The product of the nuclear MRS2 gene, Mrs2p, is the only candidate splicing factor essential for all group II introns in mitochondria of the yeast Saccharomyces cerevisiae. It has been shown to be an integral protein of the inner mitochondrial membrane, structurally and functionally related to the bacterial CorA Mg²⁺ transporter. Here we show that mutant alleles of theMRS2 gene as well as overexpression of this gene both increase intramitochondrial Mg²⁺ concentrations and compensate for splicing defects of group II introns in mit⁻ mutantsM1301 and B-loop. Yet, covariation of Mg²⁺concentrations and splicing is similarly seen when some other genes affecting mitochondrial Mg²⁺ concentrations are overexpressed in an mrs2Δ mutant, indicating that not the Mrs2 protein per se but certain Mg²⁺ concentrations are essential for group II intron splicing.
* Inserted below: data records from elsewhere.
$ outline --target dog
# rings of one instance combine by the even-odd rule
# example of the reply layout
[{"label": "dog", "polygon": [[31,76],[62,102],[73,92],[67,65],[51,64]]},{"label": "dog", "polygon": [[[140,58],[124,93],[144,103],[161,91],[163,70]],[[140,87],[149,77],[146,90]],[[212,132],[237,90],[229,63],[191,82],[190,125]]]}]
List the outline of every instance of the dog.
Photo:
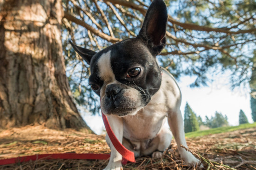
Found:
[{"label": "dog", "polygon": [[[117,138],[136,157],[160,158],[174,135],[181,158],[194,165],[200,161],[180,146],[187,147],[180,110],[181,93],[174,77],[157,63],[166,45],[166,7],[154,0],[136,38],[96,52],[76,46],[74,50],[90,66],[89,83],[101,97],[101,107]],[[164,126],[167,120],[171,131]],[[109,136],[111,149],[104,169],[122,170],[122,156]]]}]

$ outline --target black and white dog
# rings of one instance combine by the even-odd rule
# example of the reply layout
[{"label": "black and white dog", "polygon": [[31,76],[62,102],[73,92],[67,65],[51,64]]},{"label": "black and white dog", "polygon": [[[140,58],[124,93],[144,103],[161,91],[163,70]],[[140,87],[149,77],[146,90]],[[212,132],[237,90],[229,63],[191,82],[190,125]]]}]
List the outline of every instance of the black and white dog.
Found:
[{"label": "black and white dog", "polygon": [[[101,97],[101,106],[117,138],[136,157],[159,158],[170,144],[172,134],[182,158],[200,162],[187,147],[180,110],[181,94],[174,77],[157,64],[156,56],[166,44],[166,6],[155,0],[149,7],[138,35],[96,52],[72,43],[90,64],[89,81]],[[172,133],[163,125],[168,120]],[[122,169],[122,156],[109,136],[111,152],[104,170]]]}]

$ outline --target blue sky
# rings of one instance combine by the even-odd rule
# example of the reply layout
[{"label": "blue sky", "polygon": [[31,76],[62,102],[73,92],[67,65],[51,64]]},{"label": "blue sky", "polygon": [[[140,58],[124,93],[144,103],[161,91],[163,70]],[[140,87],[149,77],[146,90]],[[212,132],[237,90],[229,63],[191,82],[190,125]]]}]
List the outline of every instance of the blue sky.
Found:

This critical role of Mg²⁺ concentrations for splicing is further documented by our observation that pre-mRNAs, accumulated in mitochondria isolated from mutants, efficiently undergo splicing in organello when these mitochondria are incubated in the presence of 10 mM external Mg²⁺ (mit⁻M1301) and an ionophore (mrs2Δ). This finding of an exceptional sensitivity of group II intron splicing toward Mg²⁺ concentrations in vivo is unprecedented and raises the question of the role of Mg²⁺ in other RNA-catalyzed reactions in vivo. It explains finally why protein factors modulating Mg²⁺ homeostasis had been identified in genetic screens for bona fide RNA splicing factors.